Deep learning has been recently shown to improve performance in the domain of synthetic aperture sonar (SAS) image classification. Given the constant resolution with range of a SAS, it is no surprise that deep learning techniques perform so well. Despite deep learning's recent success, there are still compelling open challenges in reducing the high false alarm rate and enabling success when training imagery is limited, which is a practical challenge that distinguishes the SAS classification problem from standard image classification set-ups where training imagery may be abundant. We address these challenges by exploiting prior knowledge that humans use to grasp the scene. These include unconscious elimination of the image speckle and localization of objects in the scene. We introduce a new deep learning architecture which incorporates these priors with the goal of improving automatic target recognition (ATR) from SAS imagery. Our proposal -- called SPDRDL, Structural Prior Driven Regularized Deep Learning -- incorporates the previously mentioned priors in a multi-task convolutional neural network (CNN) and requires no additional training data when compared to traditional SAS ATR methods. Two structural priors are enforced via regularization terms in the learning of the network: (1) structural similarity prior -- enhanced imagery (often through despeckling) aids human interpretation and is semantically similar to the original imagery and (2) structural scene context priors -- learned features ideally encapsulate target centering information; hence learning may be enhanced via a regularization that encourages fidelity against known ground truth target shifts (relative target position from scene center). Experiments on a challenging real-world dataset reveal that SPDRDL outperforms state-of-the-art deep learning and other competing methods for SAS image classification.
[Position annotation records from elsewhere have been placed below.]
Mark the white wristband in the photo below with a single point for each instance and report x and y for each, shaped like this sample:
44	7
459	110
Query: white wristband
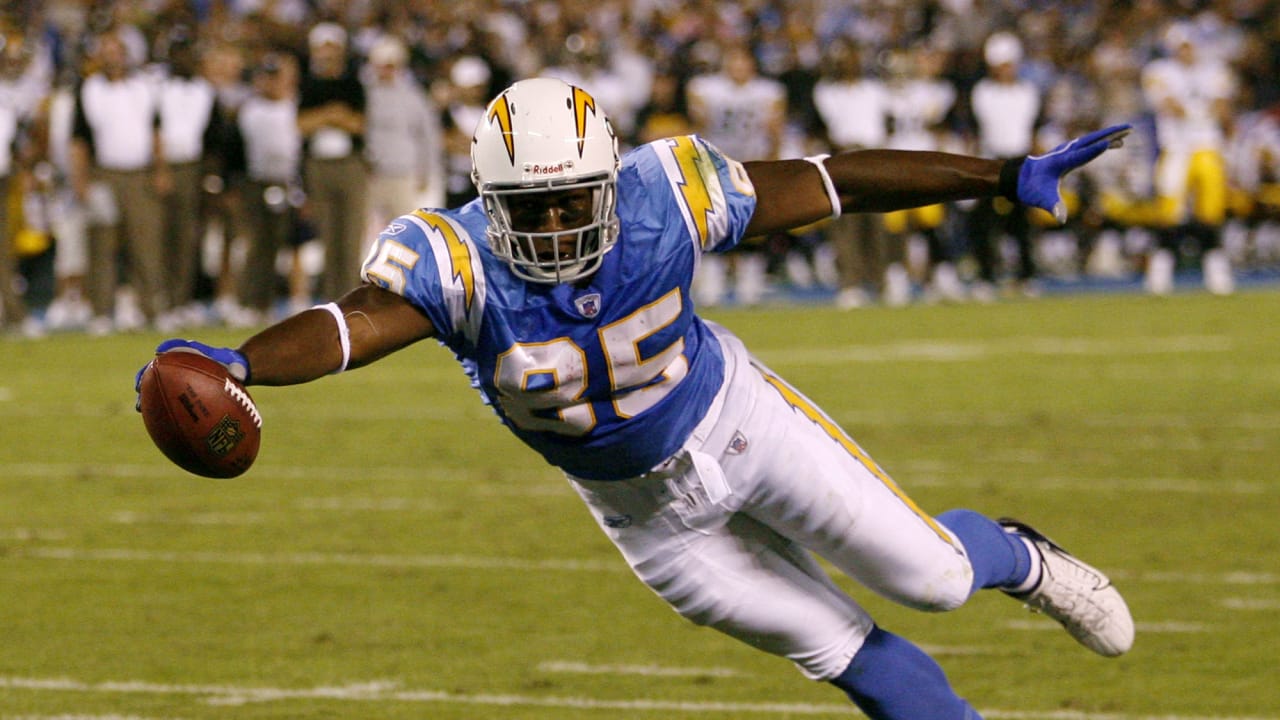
343	333
826	182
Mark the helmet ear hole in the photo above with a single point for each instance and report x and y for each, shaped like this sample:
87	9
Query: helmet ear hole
543	135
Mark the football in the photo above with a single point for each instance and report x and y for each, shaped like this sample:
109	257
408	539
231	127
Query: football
199	415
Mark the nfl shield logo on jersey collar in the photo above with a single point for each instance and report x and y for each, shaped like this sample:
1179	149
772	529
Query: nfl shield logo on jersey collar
588	305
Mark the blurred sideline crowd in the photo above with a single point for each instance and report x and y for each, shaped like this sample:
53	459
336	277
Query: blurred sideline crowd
168	164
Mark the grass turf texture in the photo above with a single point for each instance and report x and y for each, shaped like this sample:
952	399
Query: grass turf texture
396	546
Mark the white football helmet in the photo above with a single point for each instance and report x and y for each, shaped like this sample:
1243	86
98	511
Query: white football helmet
538	136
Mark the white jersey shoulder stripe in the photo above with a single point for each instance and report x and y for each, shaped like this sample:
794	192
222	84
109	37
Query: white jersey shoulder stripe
462	281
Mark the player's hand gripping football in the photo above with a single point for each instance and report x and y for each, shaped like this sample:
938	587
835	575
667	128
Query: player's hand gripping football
233	360
1040	176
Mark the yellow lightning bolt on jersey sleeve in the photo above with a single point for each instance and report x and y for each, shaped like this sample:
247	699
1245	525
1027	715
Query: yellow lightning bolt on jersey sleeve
460	255
696	174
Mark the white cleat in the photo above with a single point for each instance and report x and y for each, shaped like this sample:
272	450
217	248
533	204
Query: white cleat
1075	595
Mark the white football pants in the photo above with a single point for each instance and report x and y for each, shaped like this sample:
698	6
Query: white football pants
723	531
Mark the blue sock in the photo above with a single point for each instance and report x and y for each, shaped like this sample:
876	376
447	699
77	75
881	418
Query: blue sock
892	679
999	559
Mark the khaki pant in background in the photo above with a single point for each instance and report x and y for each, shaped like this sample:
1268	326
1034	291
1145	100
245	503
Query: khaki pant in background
137	232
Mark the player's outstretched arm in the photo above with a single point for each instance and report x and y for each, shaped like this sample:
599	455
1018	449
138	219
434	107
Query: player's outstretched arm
792	192
310	345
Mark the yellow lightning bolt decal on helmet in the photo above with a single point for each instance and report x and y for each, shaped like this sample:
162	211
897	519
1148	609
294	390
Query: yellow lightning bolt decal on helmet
693	187
460	255
583	101
499	112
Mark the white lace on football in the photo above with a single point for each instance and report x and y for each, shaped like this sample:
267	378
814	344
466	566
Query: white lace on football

Image enhancement of Synthetic Aperture Sonar (SAS) images through despeckling is often used to improve image interpretability for humans. We ask the question, Is there an image enhancement function which improves classification? to which we will answer in the affirmative (results in table below). To this end, we incorporate a data adaptive image enhancement network with a self-supervised, domain-specific loss to an existing classification network for purposes of improving classification performance. Our image enhancement function is learned from the data removing the onerous task of selecting a fixed despeckling algorithm. Furthermore, ground truth noise/denoised image pairs as required by previous methods are not needed.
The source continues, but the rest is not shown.